The girl nodded agreement. “He was there.”

“I’ve never been to that club,” the big man said much more calmly than Steven would have thought. “I don’t know what you’re talking about.”

“It was you. You bought us both drinks…danced with us…then outside you…you had a mask on then, but I know it was you. I could smell your cheap ass Drakar cologne.”

The hits resumed until Hussein, as gently as he could, pulled the girl back. “Ma’am, what is it you think this man did? I’m not sure how he could have imprisoned us here when he is one of the prisoners.”

The other girl with hair the color of a campfire stirred, but wouldn’t look up. “Look at them Cassandra…show them.”

The girl did, showing blackened and puffy eyes, cuts across her lip, and bruises on her neck that looked suspiciously like a large man’s handprints.

“He beat her and…” the girl said, the tears flowing again like a waterfall, “I couldn’t stop him. In the van…with the other men in masks watching. They laughed,” she said as the tears and sobs began flowing harder and faster. “They laughed at us.”

“Ma’am…” Darius began, again surprising Steven with his calmness, considering the situation, “I don’t have any idea what you are talking about.”

“Darius, were you in Houston?”

“Yeah…I manage a grocery store there, in the Heights. It’s a little mom and pop affair and I’ve worked there since I was a teenager. I was walking home and this van pulled up.” The man stopped, obviously uncomfortable with the memory, not wanting to offer more. “I was in Houston but I don’t know these two girls.”

“I was in Houston as well,” John told them, “at my father’s home in River Oaks. Four men came through the door…” John was silent a moment and then turned to Steven. “You, sir…are you from the Houston area too?”

Steven stirred and Rebecca clung tighter. “My name is Steven Alexander and this is my wife, Rebecca. We have two sons…”
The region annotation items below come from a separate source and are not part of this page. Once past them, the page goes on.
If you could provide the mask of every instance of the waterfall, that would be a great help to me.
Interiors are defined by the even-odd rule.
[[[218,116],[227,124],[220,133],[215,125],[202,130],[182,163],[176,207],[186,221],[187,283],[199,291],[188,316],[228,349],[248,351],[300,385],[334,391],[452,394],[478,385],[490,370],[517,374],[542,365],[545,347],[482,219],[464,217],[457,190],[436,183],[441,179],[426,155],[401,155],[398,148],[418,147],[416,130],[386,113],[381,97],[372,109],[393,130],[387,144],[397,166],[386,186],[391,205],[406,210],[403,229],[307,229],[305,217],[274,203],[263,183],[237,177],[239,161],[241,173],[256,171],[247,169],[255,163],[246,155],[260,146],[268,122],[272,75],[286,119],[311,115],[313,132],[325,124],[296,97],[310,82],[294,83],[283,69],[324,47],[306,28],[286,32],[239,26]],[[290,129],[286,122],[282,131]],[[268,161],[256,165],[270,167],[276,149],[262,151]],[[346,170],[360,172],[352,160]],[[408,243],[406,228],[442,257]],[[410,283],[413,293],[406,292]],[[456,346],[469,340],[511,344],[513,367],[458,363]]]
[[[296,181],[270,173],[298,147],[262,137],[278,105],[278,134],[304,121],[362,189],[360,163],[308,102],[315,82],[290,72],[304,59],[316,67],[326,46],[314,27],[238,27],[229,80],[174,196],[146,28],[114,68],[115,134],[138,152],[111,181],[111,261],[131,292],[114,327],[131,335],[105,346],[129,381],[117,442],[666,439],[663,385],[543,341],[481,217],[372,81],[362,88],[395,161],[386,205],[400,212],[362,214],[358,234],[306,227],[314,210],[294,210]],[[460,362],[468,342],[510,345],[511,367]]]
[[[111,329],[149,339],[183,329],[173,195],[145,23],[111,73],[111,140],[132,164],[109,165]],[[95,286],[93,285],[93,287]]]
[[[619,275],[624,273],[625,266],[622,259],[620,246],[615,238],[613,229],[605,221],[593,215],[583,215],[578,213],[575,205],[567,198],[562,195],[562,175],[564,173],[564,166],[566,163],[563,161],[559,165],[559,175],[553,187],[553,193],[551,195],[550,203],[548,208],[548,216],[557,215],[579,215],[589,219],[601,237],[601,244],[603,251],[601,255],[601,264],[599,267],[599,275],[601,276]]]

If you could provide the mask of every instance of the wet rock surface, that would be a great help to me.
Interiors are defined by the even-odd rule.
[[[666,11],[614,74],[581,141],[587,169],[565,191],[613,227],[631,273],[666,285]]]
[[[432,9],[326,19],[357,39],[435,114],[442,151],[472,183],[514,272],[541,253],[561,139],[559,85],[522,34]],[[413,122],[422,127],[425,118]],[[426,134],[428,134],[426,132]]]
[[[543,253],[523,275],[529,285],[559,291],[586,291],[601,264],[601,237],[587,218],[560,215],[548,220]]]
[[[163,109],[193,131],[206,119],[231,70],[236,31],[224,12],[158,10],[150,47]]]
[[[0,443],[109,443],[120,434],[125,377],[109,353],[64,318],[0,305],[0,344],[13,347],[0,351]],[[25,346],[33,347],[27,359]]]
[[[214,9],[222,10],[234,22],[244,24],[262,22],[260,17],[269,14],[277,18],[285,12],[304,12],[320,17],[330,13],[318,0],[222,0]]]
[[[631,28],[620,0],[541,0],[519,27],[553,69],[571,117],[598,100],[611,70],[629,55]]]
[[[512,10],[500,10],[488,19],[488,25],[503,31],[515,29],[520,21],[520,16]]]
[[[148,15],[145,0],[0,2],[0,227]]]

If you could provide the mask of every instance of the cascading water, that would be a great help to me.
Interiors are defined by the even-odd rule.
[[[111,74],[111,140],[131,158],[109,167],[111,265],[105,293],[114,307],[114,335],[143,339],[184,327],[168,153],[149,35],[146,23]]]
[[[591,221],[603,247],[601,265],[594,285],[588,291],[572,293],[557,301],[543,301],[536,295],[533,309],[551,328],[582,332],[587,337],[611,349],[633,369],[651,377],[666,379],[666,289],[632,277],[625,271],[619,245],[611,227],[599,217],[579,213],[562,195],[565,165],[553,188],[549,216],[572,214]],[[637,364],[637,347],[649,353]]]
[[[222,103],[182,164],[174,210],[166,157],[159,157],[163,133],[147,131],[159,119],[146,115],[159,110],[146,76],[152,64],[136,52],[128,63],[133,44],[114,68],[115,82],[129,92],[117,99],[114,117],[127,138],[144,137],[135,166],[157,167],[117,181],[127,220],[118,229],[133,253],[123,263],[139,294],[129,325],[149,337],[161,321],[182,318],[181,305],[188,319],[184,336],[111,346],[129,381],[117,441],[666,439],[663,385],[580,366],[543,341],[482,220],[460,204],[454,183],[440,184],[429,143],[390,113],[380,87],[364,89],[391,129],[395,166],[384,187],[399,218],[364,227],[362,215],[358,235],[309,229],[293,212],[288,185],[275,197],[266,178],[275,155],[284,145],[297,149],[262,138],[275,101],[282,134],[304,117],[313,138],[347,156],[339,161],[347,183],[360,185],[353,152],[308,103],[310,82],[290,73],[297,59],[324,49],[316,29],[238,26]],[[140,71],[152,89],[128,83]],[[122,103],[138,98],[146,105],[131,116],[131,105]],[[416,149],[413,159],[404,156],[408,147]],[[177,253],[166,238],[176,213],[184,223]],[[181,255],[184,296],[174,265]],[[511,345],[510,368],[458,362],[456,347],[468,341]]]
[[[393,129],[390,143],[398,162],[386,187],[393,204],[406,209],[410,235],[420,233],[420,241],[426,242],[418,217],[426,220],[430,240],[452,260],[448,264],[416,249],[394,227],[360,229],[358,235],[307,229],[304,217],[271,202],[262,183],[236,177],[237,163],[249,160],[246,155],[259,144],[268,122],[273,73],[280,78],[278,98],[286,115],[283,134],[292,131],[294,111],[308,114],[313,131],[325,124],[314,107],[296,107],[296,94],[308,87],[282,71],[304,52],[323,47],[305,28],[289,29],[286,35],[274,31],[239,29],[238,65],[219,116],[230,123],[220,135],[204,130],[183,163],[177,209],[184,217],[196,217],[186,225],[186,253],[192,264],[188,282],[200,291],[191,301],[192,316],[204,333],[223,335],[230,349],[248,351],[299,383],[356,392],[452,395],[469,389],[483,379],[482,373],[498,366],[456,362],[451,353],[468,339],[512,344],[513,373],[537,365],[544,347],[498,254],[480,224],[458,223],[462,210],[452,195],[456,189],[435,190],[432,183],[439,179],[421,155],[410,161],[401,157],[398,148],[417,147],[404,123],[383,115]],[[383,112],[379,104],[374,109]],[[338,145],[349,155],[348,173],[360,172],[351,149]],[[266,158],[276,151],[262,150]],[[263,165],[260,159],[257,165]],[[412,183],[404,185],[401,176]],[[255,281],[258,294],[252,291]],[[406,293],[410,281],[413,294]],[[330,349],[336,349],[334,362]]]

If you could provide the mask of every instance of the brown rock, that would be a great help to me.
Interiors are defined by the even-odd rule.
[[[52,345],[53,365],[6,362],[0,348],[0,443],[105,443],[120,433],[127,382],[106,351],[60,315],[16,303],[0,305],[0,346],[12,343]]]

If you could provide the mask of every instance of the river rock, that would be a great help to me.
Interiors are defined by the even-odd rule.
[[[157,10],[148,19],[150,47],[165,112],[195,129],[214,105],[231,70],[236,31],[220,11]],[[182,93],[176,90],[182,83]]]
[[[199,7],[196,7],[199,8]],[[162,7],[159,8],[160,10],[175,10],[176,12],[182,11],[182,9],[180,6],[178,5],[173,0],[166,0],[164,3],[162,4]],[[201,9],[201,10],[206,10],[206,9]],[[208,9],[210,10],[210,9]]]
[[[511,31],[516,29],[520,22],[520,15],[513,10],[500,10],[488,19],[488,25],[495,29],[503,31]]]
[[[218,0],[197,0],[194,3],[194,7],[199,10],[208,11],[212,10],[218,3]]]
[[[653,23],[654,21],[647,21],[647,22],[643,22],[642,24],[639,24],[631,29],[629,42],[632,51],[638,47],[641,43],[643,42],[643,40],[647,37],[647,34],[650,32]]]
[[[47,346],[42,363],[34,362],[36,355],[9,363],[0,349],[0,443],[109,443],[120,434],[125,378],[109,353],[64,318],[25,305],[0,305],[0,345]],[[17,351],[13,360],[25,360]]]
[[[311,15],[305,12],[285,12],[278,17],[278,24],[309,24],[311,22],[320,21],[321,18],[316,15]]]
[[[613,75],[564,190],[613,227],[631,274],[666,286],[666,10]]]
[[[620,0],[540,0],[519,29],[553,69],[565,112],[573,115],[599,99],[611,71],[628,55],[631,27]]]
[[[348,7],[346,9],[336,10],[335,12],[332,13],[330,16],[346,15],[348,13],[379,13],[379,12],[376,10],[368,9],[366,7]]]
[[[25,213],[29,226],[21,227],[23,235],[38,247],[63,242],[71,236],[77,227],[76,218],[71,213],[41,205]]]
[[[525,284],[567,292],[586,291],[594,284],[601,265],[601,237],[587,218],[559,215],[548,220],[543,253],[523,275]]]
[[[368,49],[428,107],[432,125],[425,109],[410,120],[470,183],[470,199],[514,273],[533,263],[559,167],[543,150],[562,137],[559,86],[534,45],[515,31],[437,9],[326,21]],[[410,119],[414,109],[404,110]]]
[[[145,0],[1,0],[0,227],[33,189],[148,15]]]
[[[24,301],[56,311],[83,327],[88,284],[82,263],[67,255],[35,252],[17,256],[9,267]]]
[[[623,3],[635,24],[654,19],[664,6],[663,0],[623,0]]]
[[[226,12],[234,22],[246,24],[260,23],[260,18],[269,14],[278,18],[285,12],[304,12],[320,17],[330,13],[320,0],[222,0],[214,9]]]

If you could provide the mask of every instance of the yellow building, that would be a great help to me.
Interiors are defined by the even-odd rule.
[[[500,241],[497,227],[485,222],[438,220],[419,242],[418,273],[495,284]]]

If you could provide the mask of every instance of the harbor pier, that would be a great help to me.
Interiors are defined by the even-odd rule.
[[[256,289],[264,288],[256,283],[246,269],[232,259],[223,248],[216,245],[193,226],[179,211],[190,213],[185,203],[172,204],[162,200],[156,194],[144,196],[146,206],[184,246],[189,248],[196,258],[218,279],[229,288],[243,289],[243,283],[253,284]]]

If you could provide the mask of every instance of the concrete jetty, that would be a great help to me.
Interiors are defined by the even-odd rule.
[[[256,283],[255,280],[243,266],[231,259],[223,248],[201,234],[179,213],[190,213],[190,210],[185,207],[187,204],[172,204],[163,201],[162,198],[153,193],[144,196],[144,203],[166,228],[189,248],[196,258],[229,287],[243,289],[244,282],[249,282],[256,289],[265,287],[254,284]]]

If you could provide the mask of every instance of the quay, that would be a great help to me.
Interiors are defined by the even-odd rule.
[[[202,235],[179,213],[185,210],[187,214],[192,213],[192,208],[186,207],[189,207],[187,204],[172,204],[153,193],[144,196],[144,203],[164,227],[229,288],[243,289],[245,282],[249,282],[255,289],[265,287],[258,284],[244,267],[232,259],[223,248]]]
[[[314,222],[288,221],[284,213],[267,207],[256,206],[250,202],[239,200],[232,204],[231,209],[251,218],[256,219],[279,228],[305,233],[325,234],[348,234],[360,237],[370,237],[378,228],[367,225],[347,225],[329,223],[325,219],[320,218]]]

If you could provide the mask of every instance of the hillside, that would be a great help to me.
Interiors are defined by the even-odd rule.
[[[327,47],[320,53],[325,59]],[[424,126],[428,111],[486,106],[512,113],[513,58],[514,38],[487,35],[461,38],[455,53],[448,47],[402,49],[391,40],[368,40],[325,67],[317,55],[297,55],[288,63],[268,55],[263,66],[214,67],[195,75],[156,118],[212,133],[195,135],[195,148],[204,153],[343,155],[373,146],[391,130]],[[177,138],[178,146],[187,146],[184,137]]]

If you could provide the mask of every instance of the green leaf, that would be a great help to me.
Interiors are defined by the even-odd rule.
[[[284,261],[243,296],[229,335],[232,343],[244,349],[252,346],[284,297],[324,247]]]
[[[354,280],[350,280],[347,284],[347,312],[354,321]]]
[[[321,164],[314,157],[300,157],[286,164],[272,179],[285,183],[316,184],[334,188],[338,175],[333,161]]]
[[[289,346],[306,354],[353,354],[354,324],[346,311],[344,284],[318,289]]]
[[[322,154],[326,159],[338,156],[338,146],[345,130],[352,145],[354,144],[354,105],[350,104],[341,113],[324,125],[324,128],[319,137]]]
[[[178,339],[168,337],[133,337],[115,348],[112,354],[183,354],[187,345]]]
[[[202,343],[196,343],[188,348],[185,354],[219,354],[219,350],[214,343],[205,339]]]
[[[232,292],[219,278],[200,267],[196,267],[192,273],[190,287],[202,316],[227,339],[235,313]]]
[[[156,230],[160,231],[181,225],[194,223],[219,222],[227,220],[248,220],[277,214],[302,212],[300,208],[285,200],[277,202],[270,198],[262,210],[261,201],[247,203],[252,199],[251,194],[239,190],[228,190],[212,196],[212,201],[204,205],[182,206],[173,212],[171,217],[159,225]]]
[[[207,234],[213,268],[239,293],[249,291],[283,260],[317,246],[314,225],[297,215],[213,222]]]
Rebecca started crying and Steven remembered explicitly.

* * *

It was a humid night in Houston, much more humid than December should be. Steven’s father used to joke that tourists coming to the Bayou City often got back on their airplanes once their eyeballs started sweating. Rebecca was in the kitchen, cooking spaghetti for the family meal that she and Steven insisted they have each evening. In the hustle and bustle of school, work, little league and the myriad of other events in a busy urban family’s life, they felt eating together each day was important.

 

Corry and Lonnie sat in front of the large plasma television, playing each other on the Xbox and laughing heartily. Steven sat on the couch, watching them play and enjoying their laughter more than anything else.

 

The front door opened in a scream of splinters and paint chips, and four men, dressed all in black with their faces covered with tight-fitting half masks burst in. Each was armed with a pistol-gripped pump shotgun and they immediately spread out through the foyer, a well-drilled team. For a moment, Steven thought that they were the police, maybe involved in a mistaken raid on a suspected drug house. He’d seen a similar circumstance on the news not too long ago. He stood, raising his hands as Rebecca screamed from the kitchen.

 

“Officers…”

 

Steven was interrupted with a shotgun butt to the gut, driving the air from his body and knocking him to the floor. The boys screamed as his hands were bound behind him and a hood quickly draped over his head. He heard Rebecca struggle and then scream, also forced to her knees.

 

The boys continued screaming until one of the shotguns rang out, once then twice.

           

The following silence was the loudest thing he’d ever heard.

 

* * *

“Men broke into our house. They killed my two sons.”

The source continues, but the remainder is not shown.